Reform Week Part III
In 1916, John D. Rockefeller became the world’s first confirmed billionaire. One hundred years later the United States alone has 540 billionaires with a net worth of roughly $7 trillion dollars. That is about 10% of the entire US net worth. There are another 1270 known billionaires in the world, most of whom have extensive dealings in the US. Carlos Slim, for example, owns the American media by owning the New York Times. He may not be able to donate to campaigns, but he can get involved in other ways.
That is, in fact, how billionaires do politics. Giving directly to a candidate is not worth a whole lot to a rich guy due to caps on contributions. Even bundling contributions by getting all of your rich buddies and employees to give to a candidate is just a drop in the bucket to a modern campaign. The real impact is in funding the Super-PAC. A rich guy can give as much as he likes, without a lot of scrutiny from the press or regulators. In this election, just 50 billionaires are responsible for 50% of super-PAC spending.
The problem this creates for the political class is two-fold. If you are an ambitious politician, a Paul Ryan for example, you need to win elections and that means not making any enemies that can cause you trouble. The enemies that can cause you trouble are those who can finance a primary challenger to you in the next election. That means toadying up to the big spenders in politics, even if it means screwing your own voters.
The flip side of this is the fact that the technological revolution has made all of this public. Worse yet, it has made it possible for a challenger to use it against you via social media and internet campaigns. Paul Nehlen is not a well funded or well known candidate, but he is going to force Ryan to run a real campaign this summer. Big shots from the insurgency are flying in to help Nehlen simply to spite Paul Ryan.

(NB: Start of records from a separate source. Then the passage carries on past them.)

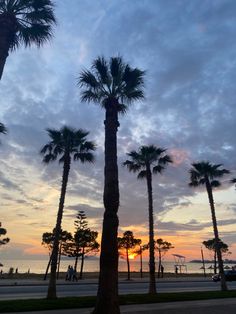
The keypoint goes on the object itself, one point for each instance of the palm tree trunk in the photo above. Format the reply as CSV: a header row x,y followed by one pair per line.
x,y
141,262
51,294
159,263
82,265
76,263
152,280
107,296
218,250
215,263
7,27
128,264
59,260
49,263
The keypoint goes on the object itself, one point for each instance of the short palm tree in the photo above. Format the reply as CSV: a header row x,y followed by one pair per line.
x,y
146,161
3,129
127,243
114,85
205,173
24,22
65,144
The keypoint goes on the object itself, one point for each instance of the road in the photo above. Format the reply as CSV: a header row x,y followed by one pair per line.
x,y
86,289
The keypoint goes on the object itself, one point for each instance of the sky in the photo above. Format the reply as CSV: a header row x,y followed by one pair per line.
x,y
188,51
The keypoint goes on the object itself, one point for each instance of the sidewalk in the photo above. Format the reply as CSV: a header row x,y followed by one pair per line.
x,y
36,282
218,306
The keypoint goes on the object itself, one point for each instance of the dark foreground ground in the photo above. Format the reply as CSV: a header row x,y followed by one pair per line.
x,y
222,306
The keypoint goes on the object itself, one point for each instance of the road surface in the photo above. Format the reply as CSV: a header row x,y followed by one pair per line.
x,y
89,289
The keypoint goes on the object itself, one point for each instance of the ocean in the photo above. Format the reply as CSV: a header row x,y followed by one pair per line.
x,y
92,265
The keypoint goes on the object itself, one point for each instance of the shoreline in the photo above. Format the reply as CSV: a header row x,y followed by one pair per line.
x,y
95,275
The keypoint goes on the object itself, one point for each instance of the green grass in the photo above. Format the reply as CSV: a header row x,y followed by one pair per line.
x,y
83,302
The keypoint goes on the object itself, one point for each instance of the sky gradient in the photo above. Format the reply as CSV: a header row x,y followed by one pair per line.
x,y
187,49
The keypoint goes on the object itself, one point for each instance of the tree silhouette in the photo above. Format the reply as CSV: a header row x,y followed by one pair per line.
x,y
139,252
114,85
211,246
65,144
146,161
24,22
3,231
162,247
127,243
47,241
205,173
83,243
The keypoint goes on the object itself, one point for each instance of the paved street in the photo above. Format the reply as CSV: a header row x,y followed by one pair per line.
x,y
86,287
223,306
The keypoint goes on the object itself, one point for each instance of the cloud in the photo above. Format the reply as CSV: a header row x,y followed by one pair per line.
x,y
188,51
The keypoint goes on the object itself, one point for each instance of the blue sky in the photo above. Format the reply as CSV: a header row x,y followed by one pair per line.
x,y
187,49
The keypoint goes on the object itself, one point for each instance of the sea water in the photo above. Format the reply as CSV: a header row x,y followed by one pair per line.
x,y
92,265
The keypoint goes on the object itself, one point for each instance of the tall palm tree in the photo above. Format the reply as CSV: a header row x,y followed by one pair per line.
x,y
114,85
205,173
146,161
24,22
65,144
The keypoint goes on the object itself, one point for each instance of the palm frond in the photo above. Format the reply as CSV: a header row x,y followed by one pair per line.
x,y
34,20
101,67
3,129
142,174
132,166
158,169
112,82
88,79
215,183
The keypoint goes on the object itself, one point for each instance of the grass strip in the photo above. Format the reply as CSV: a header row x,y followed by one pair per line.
x,y
83,302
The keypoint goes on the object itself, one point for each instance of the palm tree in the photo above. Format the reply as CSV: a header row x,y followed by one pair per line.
x,y
3,129
148,160
205,173
114,85
65,144
24,22
162,247
128,244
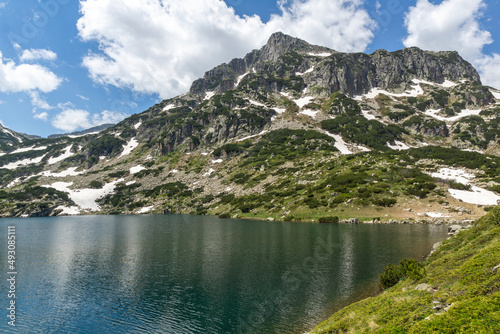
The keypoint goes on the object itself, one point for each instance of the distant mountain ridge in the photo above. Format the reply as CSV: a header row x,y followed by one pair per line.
x,y
292,131
94,129
350,73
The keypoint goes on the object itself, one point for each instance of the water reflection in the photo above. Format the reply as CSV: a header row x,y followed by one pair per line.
x,y
177,274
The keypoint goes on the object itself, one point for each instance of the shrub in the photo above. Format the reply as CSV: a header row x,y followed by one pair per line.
x,y
387,202
96,184
407,268
329,220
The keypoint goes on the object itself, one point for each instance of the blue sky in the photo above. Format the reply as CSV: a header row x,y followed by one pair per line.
x,y
67,65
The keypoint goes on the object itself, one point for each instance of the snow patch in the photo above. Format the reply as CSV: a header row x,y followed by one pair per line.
x,y
476,195
146,209
12,134
85,198
416,91
67,153
27,149
253,136
24,162
310,113
398,146
71,211
136,169
308,71
436,215
367,115
169,107
86,134
129,147
462,114
241,77
496,95
303,101
445,84
322,54
210,171
209,95
340,144
13,183
68,172
363,149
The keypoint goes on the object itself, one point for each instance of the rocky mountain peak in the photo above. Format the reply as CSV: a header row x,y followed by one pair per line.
x,y
280,44
350,73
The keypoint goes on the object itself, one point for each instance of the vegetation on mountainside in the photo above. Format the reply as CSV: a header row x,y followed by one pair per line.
x,y
464,293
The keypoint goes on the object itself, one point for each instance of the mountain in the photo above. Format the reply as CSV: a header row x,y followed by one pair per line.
x,y
292,131
10,138
93,130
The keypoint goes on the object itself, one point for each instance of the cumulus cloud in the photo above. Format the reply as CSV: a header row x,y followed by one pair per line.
x,y
37,54
38,101
71,119
42,116
489,67
161,46
453,25
26,77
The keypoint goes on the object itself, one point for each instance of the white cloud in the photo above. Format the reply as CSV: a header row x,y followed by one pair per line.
x,y
454,25
71,119
108,117
39,102
83,97
489,67
451,25
37,54
26,77
161,46
42,116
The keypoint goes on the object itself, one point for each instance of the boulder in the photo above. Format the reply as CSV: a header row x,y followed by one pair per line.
x,y
454,229
424,287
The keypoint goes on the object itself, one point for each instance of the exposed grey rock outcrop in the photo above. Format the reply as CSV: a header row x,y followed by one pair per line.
x,y
349,73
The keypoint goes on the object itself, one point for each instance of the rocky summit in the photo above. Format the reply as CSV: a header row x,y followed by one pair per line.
x,y
292,131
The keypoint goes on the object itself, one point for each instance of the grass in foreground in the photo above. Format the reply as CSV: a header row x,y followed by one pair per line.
x,y
465,294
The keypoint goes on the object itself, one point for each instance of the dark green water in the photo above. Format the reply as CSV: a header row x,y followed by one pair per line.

The reason is people all over the country, via the miracle of the internet, can see that Ryan is a sellout so Nehlen is getting lots of help in his campaign. None of this would be happening if Ryan were relying on local funding for his campaigns. He would be tending to that knitting instead of ball washing the Koch Brothers at swank Washington DC restaurants. Instead, the third most powerful politician in DC is in primary fight.
The irony is that the technological revolution that created the donor class has also made it easier to spot a politician that is selling his vote. Thirty years ago, a Tom Daschle could be a conservative Democrat at home in South Dakota but vote with Ted Kennedy in Washington. He could do this while his wife made a tidy living as a Washington lobbyist. It was a nice grift, even though it was small time. The money is much bigger today, but it is all out in the open.
To their credit, many politicians have understood the dilemma and sought to mitigate it. Campaign finance reform was an effort to solve the problem, but the Citizens United case turned the virtues of campaign finance reform into a vice. The politicians have lost control of their own reelection efforts as they are now run by outside groups. The modern politician does little other than give speeches to curry favor with the donor class.
It is an interesting dilemma for Congressman and Senators in that the strategy they often use on the middle class has now been turned on them. The game of “top and bottom versus the middle” has been standard politics in America for generations. Now it is being used in Washington. You either piss off the Wilks Brothers or you piss off your voters. In the modern age, it is an impossible dilemma.
Of course, another aspect to this is the brain drain. It used to be that a gifted political talent sought elected office. Today, the big money is in running super-PAC operations, fund raising operations and policy shops. That is where the talent goes, leaving feckless grifters like Ben Sasse to be the bright stars of the GOP. The massive void of political talent in both parties is due to the fact the political talent is in the shadow campaign system.
I have pointed out previously that the non-profit rackets have become an enormous problem in American politics. One remedy is to pull the plug on the tax provisions that allow donors to deduct their donations. That draws down money flowing into these things. Another way, one that would have to apply to super-PAC operations, is to have full disclosure of all donors and the amount of their contribution.
This exists to some degree with contributions to parties and candidates. Extending this out to super-PAC and think tank contributors would most likely have the same effect it had on campaign spending, which is to diversify the donor base. This would also mean disclosing all salary data. It is the opacity of these operations that makes them so effective so letting the sunlight in would level things up a bit. It is not a perfect solution, but it is something they could pass and something the courts would accept.
A lot of people reading this will be horrified because they have been conditioned by the libertarian cult to worship rich people. There is a huge difference between the guy who gets rich building a better mousetrap and the the modern financial buccaneers riding the waves of credit money in the global economy. The former has a stake in his people and society. The latter sees every port as a chance for booty.
Even so, rich people will always be with us, but the concentration of wealth is not healthy for self-government. The Founders understood this which is why they designed a system to make it hard to concentrate power and in the current age, money is power. Having 0.0002% of the population controlling 10% of the nation’s net worth is destabilizing. Having fifty guys running the national politics of three hundred million is insane.